The memorial became the focus of controversy when the Belfast Wheel was constructed around and on top of it in November 2007. The Belfast Titanic Society objected to the wheel's location and proposed that the memorial be moved to the north eastern corner of the City Hall grounds. The wheel was eventually closed and removed in April 2010.

After the wheel's removal it was proposed that, to mark the centenary of the sinking of the Titanic, a memorial garden should be established around the sculpture. The idea was widely supported. The garden was opened in a ceremony held on 15 April 2012, with wreaths laid by Lord Mayor of Belfast Niall Ó Donnghaile, Jack Martin, great nephew of Titanic victim John Simpson, and David McVeigh on behalf of Titanics builders Harland and Wolff.

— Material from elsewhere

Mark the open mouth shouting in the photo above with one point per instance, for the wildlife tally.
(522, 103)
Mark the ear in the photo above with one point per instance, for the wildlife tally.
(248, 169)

The memorial garden is set on two levels around and above the existing Titanic Memorial. Its upper level includes five bronze plaques on a plinth 9 m wide, naming all 1,512 victims of the disaster, passengers and crew, listed in alphabetical order. It is the first memorial anywhere in the world to record all of the names of the victims on one monument. The main area of the garden is planted with springtime flowers such as magnolias, roses, forget-me-nots and rosemary, the colours being intended to evoke those of water and ice. Two of those who died in the disaster are thought to have travelled under false names, and are recorded with an asterisk next to their pseudonyms as their real names are still unknown.